Lembro-me de há uns tempos andar a circular na net um texto cuja autoria era erradamente atribuída a Gabriel García Marquez. Supostamente, seria um texto de despedida do escritor que, padecendo de doença incurável, teria decidido despedir-se do mundo com uma carta que teria sido tornada pública antes da sua morte, contra a vontade de Gabo. Felizmente, nem a notícia era verdadeira, nem o texto era da lavra do prémio Nobel. Pessoalmente, como admirador da prosa de García Marquez, duvidei que alguma vez pudesse ter escrito uma coisa com aquele teor. Não que a carta fosse má ou estivesse mal escrita. Nada disso - a despeito de possuir alguma lamechice desbocada - mas sobretudo porque a lamechice não faz parte, de todo, do estilo do escritor. Seguramente, quem escreveu "O Amor nos Tempos da Cólera" não precisa de se despedir do mundo, porque nunca dele partirá.
Mas voltando à suposta carta, há no seu texto uma frase que me marcou por abarcar toda a ideia de dignidade e igualdade do ser humano que partilho; "não olharás de cima para nenhum homem se não for para o ajudar a erguer-se". É uma frase forte, fortíssima, perturbadora até.
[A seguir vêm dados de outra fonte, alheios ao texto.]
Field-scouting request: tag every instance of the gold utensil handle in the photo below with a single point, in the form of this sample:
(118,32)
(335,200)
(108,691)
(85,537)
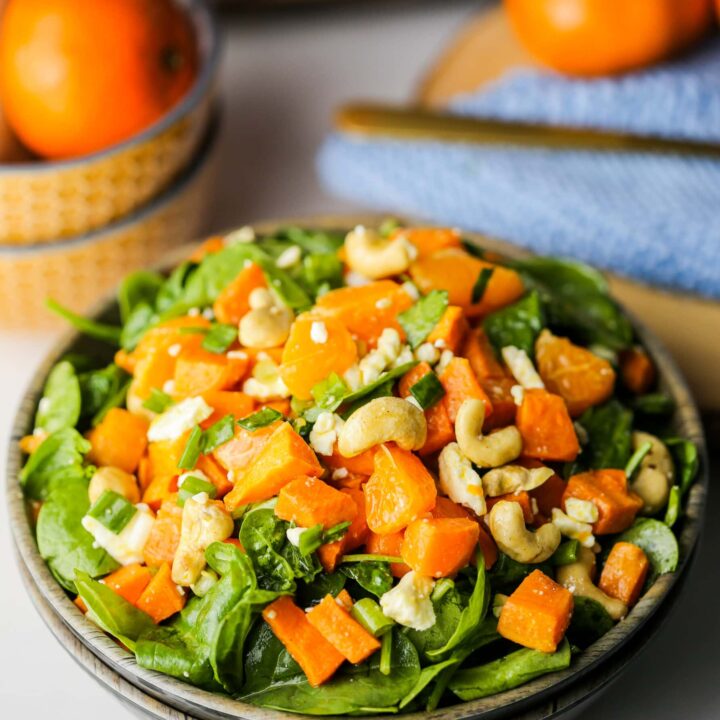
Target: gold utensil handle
(409,123)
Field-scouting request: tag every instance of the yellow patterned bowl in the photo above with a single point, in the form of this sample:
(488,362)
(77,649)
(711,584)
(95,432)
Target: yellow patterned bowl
(42,202)
(77,271)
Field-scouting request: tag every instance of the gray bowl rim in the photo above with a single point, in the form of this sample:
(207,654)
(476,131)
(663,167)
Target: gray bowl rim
(208,35)
(186,697)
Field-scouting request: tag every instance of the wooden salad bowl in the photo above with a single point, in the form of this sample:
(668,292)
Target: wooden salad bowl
(162,696)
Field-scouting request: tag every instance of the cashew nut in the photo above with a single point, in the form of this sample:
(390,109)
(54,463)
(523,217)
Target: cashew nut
(513,478)
(371,255)
(265,327)
(578,579)
(497,448)
(204,522)
(507,526)
(655,475)
(115,479)
(386,419)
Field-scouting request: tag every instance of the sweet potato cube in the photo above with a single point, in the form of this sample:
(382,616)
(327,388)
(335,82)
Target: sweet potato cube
(315,655)
(439,547)
(332,620)
(537,614)
(283,458)
(617,506)
(546,427)
(623,576)
(119,440)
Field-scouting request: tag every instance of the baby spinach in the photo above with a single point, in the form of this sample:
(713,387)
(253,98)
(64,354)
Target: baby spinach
(112,612)
(59,407)
(276,681)
(419,320)
(590,621)
(518,324)
(58,454)
(508,672)
(375,577)
(657,541)
(609,429)
(576,301)
(63,542)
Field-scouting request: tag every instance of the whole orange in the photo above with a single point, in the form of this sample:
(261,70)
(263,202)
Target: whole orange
(603,37)
(77,76)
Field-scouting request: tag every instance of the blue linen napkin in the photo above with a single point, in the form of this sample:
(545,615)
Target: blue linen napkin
(654,218)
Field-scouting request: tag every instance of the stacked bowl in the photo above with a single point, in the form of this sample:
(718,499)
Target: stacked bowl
(71,229)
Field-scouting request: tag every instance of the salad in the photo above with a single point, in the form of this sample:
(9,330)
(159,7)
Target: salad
(357,473)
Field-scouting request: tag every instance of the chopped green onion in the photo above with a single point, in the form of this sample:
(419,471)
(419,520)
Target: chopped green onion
(674,503)
(220,338)
(369,614)
(191,453)
(428,390)
(218,434)
(637,458)
(371,558)
(566,553)
(191,486)
(262,418)
(419,320)
(386,654)
(442,588)
(113,511)
(158,401)
(481,284)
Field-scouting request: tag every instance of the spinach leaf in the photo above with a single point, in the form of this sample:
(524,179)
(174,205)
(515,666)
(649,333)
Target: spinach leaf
(101,390)
(59,453)
(590,621)
(262,534)
(518,324)
(375,577)
(658,542)
(576,301)
(276,681)
(471,618)
(63,542)
(609,429)
(139,287)
(100,331)
(112,612)
(419,320)
(59,407)
(508,672)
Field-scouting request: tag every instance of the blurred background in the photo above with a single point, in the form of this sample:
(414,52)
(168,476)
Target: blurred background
(130,127)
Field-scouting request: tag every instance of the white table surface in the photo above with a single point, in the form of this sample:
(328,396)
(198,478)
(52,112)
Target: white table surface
(282,76)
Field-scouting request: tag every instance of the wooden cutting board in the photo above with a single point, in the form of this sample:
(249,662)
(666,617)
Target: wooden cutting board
(690,327)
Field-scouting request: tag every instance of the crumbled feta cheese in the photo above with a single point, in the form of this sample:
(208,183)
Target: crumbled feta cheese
(244,234)
(266,383)
(318,332)
(518,394)
(294,535)
(410,289)
(459,480)
(428,353)
(325,433)
(289,257)
(409,603)
(521,367)
(581,510)
(580,531)
(127,546)
(178,419)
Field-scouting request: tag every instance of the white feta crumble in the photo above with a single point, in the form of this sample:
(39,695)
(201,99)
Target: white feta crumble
(409,603)
(178,419)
Vem isto a propósito de não ter conseguido recorrer aos serviços de um engraxador de sapatos em mais de duas ou três ocasiões na vida. Nunca sei se devo fugir de um de cada vez que o vejo, ou se devo recorrer aos seus serviços. Dito de outra forma, apesar de saber que é um ofício tradicional em vias de desaparecer, sinto sempre imensa dificuldade em relacionar-me com o personagem, normalmente pessoa simpática e de trato agradável. E isso, por um lado, porque me perturba olhar de cima para uma pessoa que está ajoelhada a meus pés enquanto me limpa os sapatos, por outro, porque me parece que o preço que pago pelo serviço não lhe permitirá erguer-se e, no limite, nunca lhe permitirá recuperar a sua dignidade perdida momentaneamente, enquanto esteve ajoelhado.
Pode ser apenas problema meu, mas no que me toca, penso que já decidi que o ofício de engraxador de sapatos não sobreviverá com a minha ajuda.